After the first time we went to the food trucks together, we knew it was something that we’d want to do again. It was an excuse to have everyone over at the apartment, and soon the question was no longer “Food trucks tonight?” but “What time does your class end? Let me know when you’re ready.” For a couple of hours every Tuesday, sometimes Thursday as well, we set aside our essays, past papers, reports or projects. We’d sit around the coffee table with our food and have Brooklyn Nine-Nine playing in the background, talking about the day that just passed. Popcorn chicken was the crowd favourite. Week after week we’d get two sets of it to share and somehow, we kept forgetting which sauces we liked each time. 

There are many ways people express affection, and for us, food was our medium. Trusting someone when they’d say, “I think you’ll like this, do you want to try some?” Making sure everyone had enough to eat when we got food to share. Running to the fridge to get milk if someone found the chili sauce too spicy. Frying more nuggets if someone said they were still hungry. Cooking them an entire tray of lasagna because they’re stressed and need comfort food. Looking at a menu of a place you frequent and knowing everyone’s order.

A Hazy Week

We were in the freezer section at the grocery store when we got the alert that classes for the next two days were cancelled because of the haze. Having a sleepover in the middle of the week was questionable considering we’d have to rush getting ready for classes the next morning, so I’d say screaming a little when we got the notification was more than justified.

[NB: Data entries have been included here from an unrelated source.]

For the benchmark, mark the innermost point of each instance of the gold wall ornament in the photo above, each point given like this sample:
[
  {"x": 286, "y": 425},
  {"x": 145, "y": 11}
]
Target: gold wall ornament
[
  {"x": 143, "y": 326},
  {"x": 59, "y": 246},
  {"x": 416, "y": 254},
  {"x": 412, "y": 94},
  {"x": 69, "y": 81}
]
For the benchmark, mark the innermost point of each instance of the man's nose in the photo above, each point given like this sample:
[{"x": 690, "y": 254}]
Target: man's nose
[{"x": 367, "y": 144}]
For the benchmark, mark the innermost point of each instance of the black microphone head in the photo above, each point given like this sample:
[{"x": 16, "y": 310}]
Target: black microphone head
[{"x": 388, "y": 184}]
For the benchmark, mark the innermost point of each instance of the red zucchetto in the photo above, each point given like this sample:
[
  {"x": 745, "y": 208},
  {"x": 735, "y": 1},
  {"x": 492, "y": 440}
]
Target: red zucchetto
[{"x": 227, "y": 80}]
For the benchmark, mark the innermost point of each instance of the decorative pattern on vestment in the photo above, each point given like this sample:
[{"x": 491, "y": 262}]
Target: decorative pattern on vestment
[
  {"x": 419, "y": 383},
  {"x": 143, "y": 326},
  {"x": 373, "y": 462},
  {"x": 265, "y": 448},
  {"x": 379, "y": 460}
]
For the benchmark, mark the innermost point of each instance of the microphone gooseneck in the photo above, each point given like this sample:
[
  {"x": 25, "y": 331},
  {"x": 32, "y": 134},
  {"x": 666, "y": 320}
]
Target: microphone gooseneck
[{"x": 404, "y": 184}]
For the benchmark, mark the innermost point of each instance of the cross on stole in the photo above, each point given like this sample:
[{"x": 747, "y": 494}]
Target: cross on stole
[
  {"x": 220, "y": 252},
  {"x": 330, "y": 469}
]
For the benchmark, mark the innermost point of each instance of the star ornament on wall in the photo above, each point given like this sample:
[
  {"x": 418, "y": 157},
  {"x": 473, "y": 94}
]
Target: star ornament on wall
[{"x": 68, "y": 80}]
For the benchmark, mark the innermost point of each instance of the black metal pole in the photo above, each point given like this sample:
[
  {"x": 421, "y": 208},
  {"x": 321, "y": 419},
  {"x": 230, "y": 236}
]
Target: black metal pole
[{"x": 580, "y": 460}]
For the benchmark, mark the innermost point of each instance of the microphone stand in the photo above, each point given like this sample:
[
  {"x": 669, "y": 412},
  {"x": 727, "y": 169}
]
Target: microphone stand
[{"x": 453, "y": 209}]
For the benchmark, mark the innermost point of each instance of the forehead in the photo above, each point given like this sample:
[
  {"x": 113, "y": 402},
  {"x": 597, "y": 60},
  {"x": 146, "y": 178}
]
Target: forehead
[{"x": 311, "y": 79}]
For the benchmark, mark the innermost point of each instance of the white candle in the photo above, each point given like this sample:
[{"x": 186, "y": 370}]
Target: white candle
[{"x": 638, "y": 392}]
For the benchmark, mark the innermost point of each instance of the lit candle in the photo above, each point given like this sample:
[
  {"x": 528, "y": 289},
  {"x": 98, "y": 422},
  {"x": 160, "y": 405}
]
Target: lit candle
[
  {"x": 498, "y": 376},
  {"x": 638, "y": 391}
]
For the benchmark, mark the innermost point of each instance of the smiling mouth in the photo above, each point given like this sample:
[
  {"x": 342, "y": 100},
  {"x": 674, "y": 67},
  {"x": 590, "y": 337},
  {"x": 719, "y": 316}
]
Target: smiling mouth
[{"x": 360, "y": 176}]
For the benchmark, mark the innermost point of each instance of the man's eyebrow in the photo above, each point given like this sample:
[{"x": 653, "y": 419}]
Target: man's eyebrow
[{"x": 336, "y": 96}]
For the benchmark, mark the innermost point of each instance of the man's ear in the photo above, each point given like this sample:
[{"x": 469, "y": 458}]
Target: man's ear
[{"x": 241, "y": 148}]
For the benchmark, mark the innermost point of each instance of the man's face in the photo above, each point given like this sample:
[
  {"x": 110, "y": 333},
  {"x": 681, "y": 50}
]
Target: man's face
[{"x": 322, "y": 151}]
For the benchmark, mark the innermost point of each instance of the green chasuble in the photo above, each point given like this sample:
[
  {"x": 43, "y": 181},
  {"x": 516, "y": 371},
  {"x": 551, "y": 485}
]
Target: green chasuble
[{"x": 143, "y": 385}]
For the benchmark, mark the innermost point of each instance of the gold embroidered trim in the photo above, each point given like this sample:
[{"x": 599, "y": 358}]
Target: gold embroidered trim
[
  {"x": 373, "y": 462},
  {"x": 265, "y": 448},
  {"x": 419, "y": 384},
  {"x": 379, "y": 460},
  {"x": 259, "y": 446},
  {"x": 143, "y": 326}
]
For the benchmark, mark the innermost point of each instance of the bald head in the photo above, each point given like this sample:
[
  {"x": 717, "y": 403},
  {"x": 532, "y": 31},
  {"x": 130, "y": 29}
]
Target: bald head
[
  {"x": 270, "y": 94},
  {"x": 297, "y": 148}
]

Breakfast—only in the sense that it was our first meal of the day since we ended up eating at 2:30 PM—was my favourite part of the sleepover. We kept it simple: scrambled eggs, sausages, waffles, mini pancakes and orange juice. Squeezing the oranges by hand was a choice made only because the eldest of the group said it was impossible to do so without making a complete mess of yourself. As I’ve learned throughout my friendships with everyone, sometimes you just do things out of impulse. Even though it was the first time we had a sleepover, we were moving about the apartment as if we’d been living with each other for years. We had the cooks, the table setters and of course, the one who went back to sleep. 

For some reason, this meal felt different from the others. Maybe it was the fact that we were eating at the dining table for once, instead of gathering around the coffee table with half of us sitting on the floor and the other half on the sofas. Maybe it was the fact that I’d never eaten breakfast with them before. Or maybe, it was the fact that it reminded me so much of how things were at home. 

A Buffet of Memories

When my mum told me we had brownies the other day, I thought of the night after my last exam, when we made them in the toaster oven and played cards until 3 a.m. While I was making Japanese curry for my family last week, I thought of how we’d dance to K-pop and hope our neighbours couldn’t see us through the kitchen window. Packing leftover rice reminds me of the time I was ambushed with a pot of surplus rice and told to help finish it because there wasn’t much left to keep anyway. Out of nowhere, I’ll remember the time I made noodle soup in the rice cooker—the stove was broken at the time—and being torn between interrupting an assignment call and waiting for it to end because I knew you were hungry. Even when we’re apart, some of us nearby and others hours away by plane, I’m kept company by the food we’ve had and the memories we’ve made.